Pródico apoyó la cabeza suavemente en su pecho y dejó que el llanto acudiera a sus ojos.
—Los amores no consumados son los que duran por siempre.
Aquella misma tarde, Aspasia recibió una visita muy especial de Neóbula. Pródico la escuchó desde el pasillo, arrimando la oreja, y sintió verdaderas náuseas. Nada le repugnaba como la hipocresía, pero tanto Neóbula como la enferma cumplieron con escrupulosa corrección con aquel ritual, hasta el punto de que Pródico llegó a dudar de si la dama creía las manifestaciones de dolor de su pupila. Y si ella hablaba en serio.
Neóbula lloró en su mano y la llamó su benefactora, la persona a quien más debía. Ella la había educado, le había dado una casa, una nueva familia, y la posibilidad de ser una mujer autónoma y libre. Le confesó que siempre la había envidiado, por sus logros, la influencia que había ejercido entre los hombres notables, en los años dorados de Atenas, en los que su vida pudo llegar a la plenitud al lado de Pericles. Le dijo, finalmente, que siempre sería su modelo a seguir.

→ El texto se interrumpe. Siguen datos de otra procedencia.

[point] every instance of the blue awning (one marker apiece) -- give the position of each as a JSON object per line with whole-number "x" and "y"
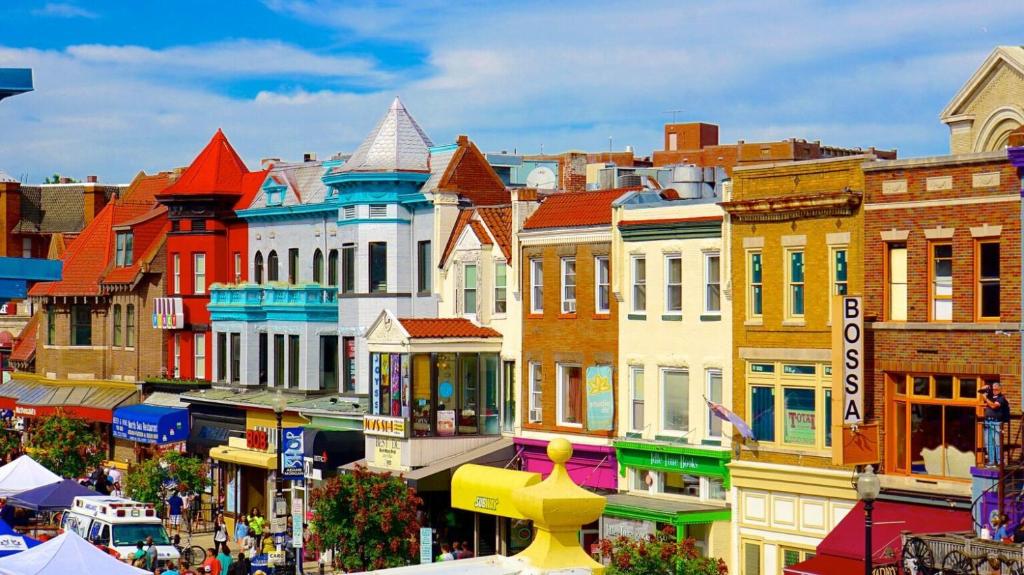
{"x": 151, "y": 424}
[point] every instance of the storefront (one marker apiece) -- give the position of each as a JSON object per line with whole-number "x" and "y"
{"x": 147, "y": 431}
{"x": 672, "y": 485}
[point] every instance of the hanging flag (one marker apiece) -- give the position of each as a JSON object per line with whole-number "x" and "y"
{"x": 723, "y": 412}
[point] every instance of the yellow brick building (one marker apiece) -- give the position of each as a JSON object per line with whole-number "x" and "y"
{"x": 796, "y": 240}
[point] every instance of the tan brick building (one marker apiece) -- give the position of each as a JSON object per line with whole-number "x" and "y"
{"x": 944, "y": 307}
{"x": 95, "y": 322}
{"x": 796, "y": 240}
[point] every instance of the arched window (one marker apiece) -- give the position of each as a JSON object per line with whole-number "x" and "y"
{"x": 332, "y": 268}
{"x": 271, "y": 266}
{"x": 318, "y": 266}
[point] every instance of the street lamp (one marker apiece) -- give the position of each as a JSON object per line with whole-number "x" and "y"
{"x": 867, "y": 491}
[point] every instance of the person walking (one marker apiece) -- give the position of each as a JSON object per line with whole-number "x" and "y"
{"x": 996, "y": 413}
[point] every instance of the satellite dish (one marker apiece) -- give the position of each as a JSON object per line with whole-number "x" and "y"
{"x": 541, "y": 177}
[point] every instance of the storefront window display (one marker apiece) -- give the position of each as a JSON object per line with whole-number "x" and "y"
{"x": 444, "y": 394}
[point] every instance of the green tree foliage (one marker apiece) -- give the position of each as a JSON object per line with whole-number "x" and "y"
{"x": 657, "y": 555}
{"x": 65, "y": 445}
{"x": 10, "y": 444}
{"x": 145, "y": 481}
{"x": 368, "y": 519}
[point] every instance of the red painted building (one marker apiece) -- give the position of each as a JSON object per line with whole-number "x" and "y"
{"x": 207, "y": 245}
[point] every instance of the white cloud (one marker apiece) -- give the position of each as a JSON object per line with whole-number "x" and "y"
{"x": 64, "y": 10}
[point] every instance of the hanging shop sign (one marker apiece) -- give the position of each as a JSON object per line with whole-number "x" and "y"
{"x": 600, "y": 399}
{"x": 385, "y": 426}
{"x": 291, "y": 455}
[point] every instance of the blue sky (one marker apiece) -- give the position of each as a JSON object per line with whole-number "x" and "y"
{"x": 129, "y": 86}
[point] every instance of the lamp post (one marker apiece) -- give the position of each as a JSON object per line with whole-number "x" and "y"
{"x": 867, "y": 491}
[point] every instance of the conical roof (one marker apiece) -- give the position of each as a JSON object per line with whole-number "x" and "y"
{"x": 397, "y": 143}
{"x": 216, "y": 170}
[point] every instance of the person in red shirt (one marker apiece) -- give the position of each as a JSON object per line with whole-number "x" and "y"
{"x": 211, "y": 565}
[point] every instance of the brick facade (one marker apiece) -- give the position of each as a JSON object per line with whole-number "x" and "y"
{"x": 960, "y": 200}
{"x": 792, "y": 217}
{"x": 584, "y": 339}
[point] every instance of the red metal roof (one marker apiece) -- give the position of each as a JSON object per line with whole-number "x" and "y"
{"x": 217, "y": 170}
{"x": 445, "y": 327}
{"x": 576, "y": 209}
{"x": 26, "y": 346}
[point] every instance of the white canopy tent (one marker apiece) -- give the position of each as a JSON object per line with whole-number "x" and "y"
{"x": 66, "y": 554}
{"x": 24, "y": 474}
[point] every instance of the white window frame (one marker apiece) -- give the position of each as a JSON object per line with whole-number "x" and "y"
{"x": 668, "y": 286}
{"x": 199, "y": 272}
{"x": 176, "y": 368}
{"x": 176, "y": 264}
{"x": 536, "y": 399}
{"x": 199, "y": 354}
{"x": 601, "y": 262}
{"x": 662, "y": 371}
{"x": 635, "y": 261}
{"x": 634, "y": 369}
{"x": 560, "y": 394}
{"x": 537, "y": 285}
{"x": 503, "y": 289}
{"x": 466, "y": 288}
{"x": 711, "y": 416}
{"x": 708, "y": 283}
{"x": 568, "y": 305}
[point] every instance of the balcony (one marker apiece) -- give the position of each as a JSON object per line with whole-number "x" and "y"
{"x": 272, "y": 302}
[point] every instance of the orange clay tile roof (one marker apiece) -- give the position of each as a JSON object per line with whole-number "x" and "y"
{"x": 25, "y": 348}
{"x": 499, "y": 222}
{"x": 445, "y": 327}
{"x": 216, "y": 170}
{"x": 574, "y": 209}
{"x": 469, "y": 175}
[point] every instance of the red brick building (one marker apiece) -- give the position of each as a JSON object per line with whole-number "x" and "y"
{"x": 569, "y": 334}
{"x": 696, "y": 142}
{"x": 207, "y": 244}
{"x": 942, "y": 244}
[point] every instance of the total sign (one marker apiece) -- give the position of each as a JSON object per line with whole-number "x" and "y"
{"x": 853, "y": 360}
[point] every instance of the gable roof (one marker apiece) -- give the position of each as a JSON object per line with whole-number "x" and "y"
{"x": 217, "y": 170}
{"x": 444, "y": 327}
{"x": 576, "y": 209}
{"x": 466, "y": 171}
{"x": 1010, "y": 55}
{"x": 396, "y": 143}
{"x": 491, "y": 225}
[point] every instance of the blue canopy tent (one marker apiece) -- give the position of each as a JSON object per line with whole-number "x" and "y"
{"x": 151, "y": 424}
{"x": 52, "y": 497}
{"x": 11, "y": 541}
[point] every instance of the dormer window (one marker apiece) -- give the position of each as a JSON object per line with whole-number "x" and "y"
{"x": 123, "y": 254}
{"x": 275, "y": 195}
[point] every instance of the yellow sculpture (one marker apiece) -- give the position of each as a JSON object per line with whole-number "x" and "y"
{"x": 557, "y": 506}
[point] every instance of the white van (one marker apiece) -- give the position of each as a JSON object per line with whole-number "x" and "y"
{"x": 119, "y": 524}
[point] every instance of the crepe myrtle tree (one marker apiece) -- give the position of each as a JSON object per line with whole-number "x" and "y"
{"x": 67, "y": 446}
{"x": 153, "y": 480}
{"x": 368, "y": 519}
{"x": 657, "y": 554}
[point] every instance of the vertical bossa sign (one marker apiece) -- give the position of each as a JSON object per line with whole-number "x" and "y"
{"x": 853, "y": 360}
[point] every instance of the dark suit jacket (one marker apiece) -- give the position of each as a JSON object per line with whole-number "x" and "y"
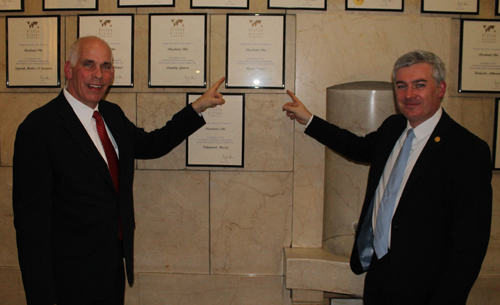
{"x": 66, "y": 208}
{"x": 440, "y": 230}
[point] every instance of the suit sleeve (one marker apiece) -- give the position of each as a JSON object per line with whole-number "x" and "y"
{"x": 471, "y": 222}
{"x": 32, "y": 200}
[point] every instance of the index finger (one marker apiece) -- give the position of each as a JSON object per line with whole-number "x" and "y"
{"x": 218, "y": 83}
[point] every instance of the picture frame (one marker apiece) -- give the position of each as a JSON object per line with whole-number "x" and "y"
{"x": 375, "y": 5}
{"x": 33, "y": 51}
{"x": 470, "y": 7}
{"x": 71, "y": 5}
{"x": 320, "y": 5}
{"x": 177, "y": 50}
{"x": 479, "y": 59}
{"x": 255, "y": 51}
{"x": 145, "y": 3}
{"x": 220, "y": 4}
{"x": 496, "y": 137}
{"x": 12, "y": 6}
{"x": 219, "y": 143}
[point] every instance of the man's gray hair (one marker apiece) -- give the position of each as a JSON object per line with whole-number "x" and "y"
{"x": 415, "y": 57}
{"x": 74, "y": 49}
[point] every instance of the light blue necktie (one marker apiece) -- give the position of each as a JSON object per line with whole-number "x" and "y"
{"x": 386, "y": 209}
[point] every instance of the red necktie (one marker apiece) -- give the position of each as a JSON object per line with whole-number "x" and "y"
{"x": 110, "y": 152}
{"x": 108, "y": 149}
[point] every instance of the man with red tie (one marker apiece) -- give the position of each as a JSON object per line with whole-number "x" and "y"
{"x": 73, "y": 174}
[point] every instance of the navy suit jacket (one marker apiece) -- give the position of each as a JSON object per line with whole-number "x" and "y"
{"x": 66, "y": 209}
{"x": 441, "y": 227}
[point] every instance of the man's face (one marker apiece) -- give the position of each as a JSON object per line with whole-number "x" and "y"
{"x": 418, "y": 95}
{"x": 92, "y": 74}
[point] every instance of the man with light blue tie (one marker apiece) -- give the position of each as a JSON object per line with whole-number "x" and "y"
{"x": 425, "y": 223}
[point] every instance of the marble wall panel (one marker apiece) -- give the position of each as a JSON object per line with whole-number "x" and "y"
{"x": 250, "y": 222}
{"x": 153, "y": 111}
{"x": 11, "y": 290}
{"x": 209, "y": 289}
{"x": 13, "y": 110}
{"x": 171, "y": 209}
{"x": 8, "y": 247}
{"x": 268, "y": 133}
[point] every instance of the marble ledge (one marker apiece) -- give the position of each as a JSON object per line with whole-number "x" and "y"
{"x": 316, "y": 269}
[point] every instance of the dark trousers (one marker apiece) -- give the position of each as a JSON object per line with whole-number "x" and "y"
{"x": 377, "y": 290}
{"x": 117, "y": 297}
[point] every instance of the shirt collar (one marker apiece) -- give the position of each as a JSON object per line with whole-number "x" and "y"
{"x": 83, "y": 111}
{"x": 426, "y": 128}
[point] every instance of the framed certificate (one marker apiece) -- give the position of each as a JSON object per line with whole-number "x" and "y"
{"x": 450, "y": 6}
{"x": 229, "y": 4}
{"x": 33, "y": 51}
{"x": 375, "y": 5}
{"x": 177, "y": 50}
{"x": 118, "y": 32}
{"x": 496, "y": 137}
{"x": 12, "y": 6}
{"x": 297, "y": 4}
{"x": 479, "y": 69}
{"x": 127, "y": 3}
{"x": 220, "y": 142}
{"x": 255, "y": 56}
{"x": 49, "y": 5}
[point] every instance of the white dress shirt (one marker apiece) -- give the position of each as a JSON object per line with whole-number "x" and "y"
{"x": 84, "y": 113}
{"x": 422, "y": 135}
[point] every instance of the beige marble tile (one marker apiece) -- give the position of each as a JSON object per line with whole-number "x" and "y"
{"x": 11, "y": 290}
{"x": 172, "y": 214}
{"x": 153, "y": 111}
{"x": 316, "y": 269}
{"x": 209, "y": 289}
{"x": 268, "y": 135}
{"x": 8, "y": 247}
{"x": 250, "y": 222}
{"x": 13, "y": 110}
{"x": 485, "y": 291}
{"x": 491, "y": 263}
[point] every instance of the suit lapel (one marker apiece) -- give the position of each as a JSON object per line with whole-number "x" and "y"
{"x": 437, "y": 139}
{"x": 79, "y": 134}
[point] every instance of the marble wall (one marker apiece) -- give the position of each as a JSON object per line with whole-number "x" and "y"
{"x": 216, "y": 236}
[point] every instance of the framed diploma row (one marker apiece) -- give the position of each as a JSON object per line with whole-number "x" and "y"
{"x": 496, "y": 136}
{"x": 219, "y": 142}
{"x": 69, "y": 5}
{"x": 12, "y": 6}
{"x": 255, "y": 55}
{"x": 479, "y": 69}
{"x": 177, "y": 50}
{"x": 128, "y": 3}
{"x": 228, "y": 4}
{"x": 375, "y": 5}
{"x": 297, "y": 4}
{"x": 118, "y": 32}
{"x": 33, "y": 51}
{"x": 450, "y": 6}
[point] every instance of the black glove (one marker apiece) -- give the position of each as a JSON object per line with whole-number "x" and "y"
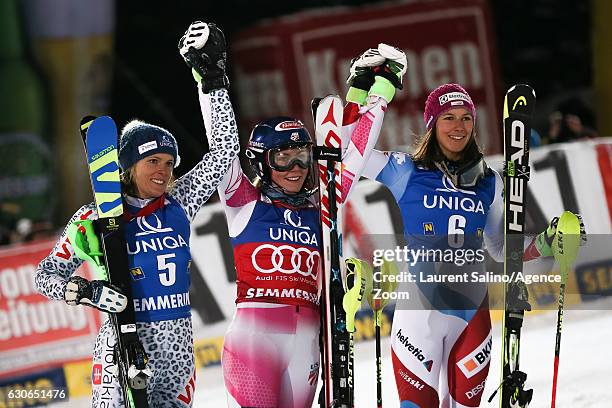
{"x": 203, "y": 49}
{"x": 361, "y": 74}
{"x": 97, "y": 293}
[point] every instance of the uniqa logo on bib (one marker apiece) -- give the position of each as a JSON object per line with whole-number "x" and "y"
{"x": 269, "y": 258}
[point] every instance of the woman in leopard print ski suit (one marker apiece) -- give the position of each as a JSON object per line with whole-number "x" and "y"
{"x": 159, "y": 210}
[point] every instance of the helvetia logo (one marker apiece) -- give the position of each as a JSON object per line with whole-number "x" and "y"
{"x": 146, "y": 228}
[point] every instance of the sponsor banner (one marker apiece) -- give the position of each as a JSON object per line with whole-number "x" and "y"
{"x": 551, "y": 189}
{"x": 281, "y": 65}
{"x": 36, "y": 332}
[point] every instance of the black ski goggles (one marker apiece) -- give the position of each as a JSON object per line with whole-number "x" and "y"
{"x": 467, "y": 175}
{"x": 284, "y": 158}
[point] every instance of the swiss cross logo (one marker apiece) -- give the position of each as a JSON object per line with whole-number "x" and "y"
{"x": 96, "y": 374}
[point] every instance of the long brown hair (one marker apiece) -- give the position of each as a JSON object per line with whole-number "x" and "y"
{"x": 427, "y": 150}
{"x": 128, "y": 184}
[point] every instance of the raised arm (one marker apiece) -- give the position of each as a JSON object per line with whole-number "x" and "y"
{"x": 374, "y": 77}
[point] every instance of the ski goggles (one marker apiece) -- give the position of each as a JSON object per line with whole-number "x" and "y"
{"x": 284, "y": 158}
{"x": 467, "y": 175}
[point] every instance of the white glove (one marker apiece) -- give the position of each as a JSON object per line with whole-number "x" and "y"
{"x": 97, "y": 293}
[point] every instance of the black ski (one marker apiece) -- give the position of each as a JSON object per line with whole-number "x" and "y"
{"x": 519, "y": 104}
{"x": 101, "y": 145}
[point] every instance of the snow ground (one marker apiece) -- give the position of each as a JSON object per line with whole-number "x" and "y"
{"x": 585, "y": 369}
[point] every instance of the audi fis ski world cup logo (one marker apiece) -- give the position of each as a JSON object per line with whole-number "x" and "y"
{"x": 449, "y": 187}
{"x": 286, "y": 259}
{"x": 289, "y": 124}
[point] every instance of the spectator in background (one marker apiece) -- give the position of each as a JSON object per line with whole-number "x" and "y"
{"x": 572, "y": 121}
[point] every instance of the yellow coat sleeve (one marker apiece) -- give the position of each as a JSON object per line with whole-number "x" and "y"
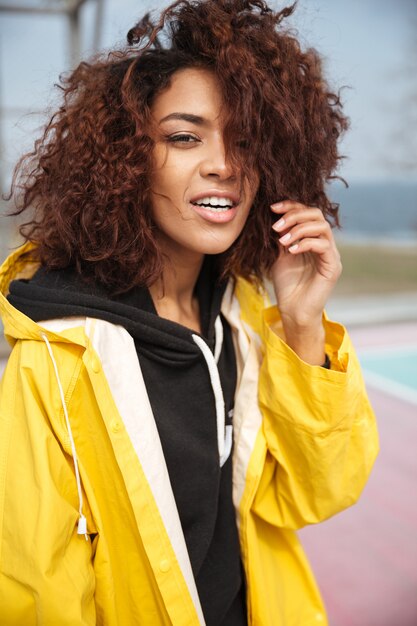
{"x": 46, "y": 573}
{"x": 319, "y": 428}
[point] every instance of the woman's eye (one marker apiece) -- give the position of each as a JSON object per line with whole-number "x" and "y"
{"x": 182, "y": 138}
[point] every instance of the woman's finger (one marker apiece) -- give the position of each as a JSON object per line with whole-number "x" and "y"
{"x": 309, "y": 229}
{"x": 298, "y": 216}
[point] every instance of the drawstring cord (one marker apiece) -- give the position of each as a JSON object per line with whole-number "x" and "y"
{"x": 224, "y": 433}
{"x": 82, "y": 522}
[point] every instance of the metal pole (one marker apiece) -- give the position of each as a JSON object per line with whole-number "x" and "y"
{"x": 98, "y": 24}
{"x": 74, "y": 37}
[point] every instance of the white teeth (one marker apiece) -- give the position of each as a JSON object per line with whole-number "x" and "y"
{"x": 214, "y": 202}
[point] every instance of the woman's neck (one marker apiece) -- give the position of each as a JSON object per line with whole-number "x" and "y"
{"x": 173, "y": 294}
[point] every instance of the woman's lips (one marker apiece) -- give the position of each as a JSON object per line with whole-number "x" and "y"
{"x": 215, "y": 216}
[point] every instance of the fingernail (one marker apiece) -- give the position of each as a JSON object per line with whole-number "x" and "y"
{"x": 279, "y": 224}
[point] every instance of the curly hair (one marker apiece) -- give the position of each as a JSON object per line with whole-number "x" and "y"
{"x": 86, "y": 182}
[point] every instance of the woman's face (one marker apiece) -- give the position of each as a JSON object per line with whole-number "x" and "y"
{"x": 199, "y": 203}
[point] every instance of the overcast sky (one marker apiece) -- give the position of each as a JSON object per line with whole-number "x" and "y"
{"x": 366, "y": 44}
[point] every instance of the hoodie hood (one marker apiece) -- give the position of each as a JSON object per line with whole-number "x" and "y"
{"x": 61, "y": 293}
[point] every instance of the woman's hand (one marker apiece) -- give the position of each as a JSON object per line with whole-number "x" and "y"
{"x": 304, "y": 274}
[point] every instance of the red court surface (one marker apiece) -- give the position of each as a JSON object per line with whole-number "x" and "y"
{"x": 365, "y": 559}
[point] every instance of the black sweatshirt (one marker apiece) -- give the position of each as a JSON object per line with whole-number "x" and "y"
{"x": 179, "y": 388}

—Queremos que La Milesia siga fiel al espíritu que tú le diste —le decía Neóbula—. Pero tememos no ser capaces de hacerlo como a ti te habría gustado.
—Sé que podéis hacerlo sin mí mejor aún de lo que yo lo hice —dijo Aspasia—. ¿Habéis hablado de quién me sustituirá?
—Lo hemos hablado, y a todas nos ha parecido que el cargo nos excede.
—No creo que sea ése tu caso, Neóbula.
La hetaira le cogió la mano y se la besó.
—Me halaga lo que dices, pero no puedo...
—Sé que tú y yo hemos tenido diferencias, Neóbula. Quiero decirte, antes de que sea demasiado tarde, que soy consciente, siempre he sido consciente, de que cometí un error contigo, cuando eras una muchacha púber. No supe iniciarte debidamente, y eso te causó dolor. Después me arrepentí, aunque nunca me atreví a declarártelo. Ahora escúchame bien, Neóbula —le tomó el rostro por el mentón y lo acercó a ella—: Creo que tú eres la única capaz de tomar las riendas de La Milesia. Tienes coraje y talento. Confío en ti para que asumas el relevo.
Agradecida, Neóbula humilló los ojos.
—Aprende a administrar tu orgullo —continuó Aspasia—, que es un arma de doble filo. Utilízalo para combatir. Esto es el comienzo de una larga lucha. Eres fuerte, tienes un temperamento dominante. Tal vez no seas la más virtuosa, pero eres la más inteligente.
—Así lo haré, Aspasia, te lo prometo.
—Me quedo muy tranquila al dejar la casa en tus manos.
Pródico cabeceó al escuchar esto, y quedó admirado de la astucia de Aspasia; nunca tuvo una pizca de virtud socrática. Era una sofista hasta la muerte.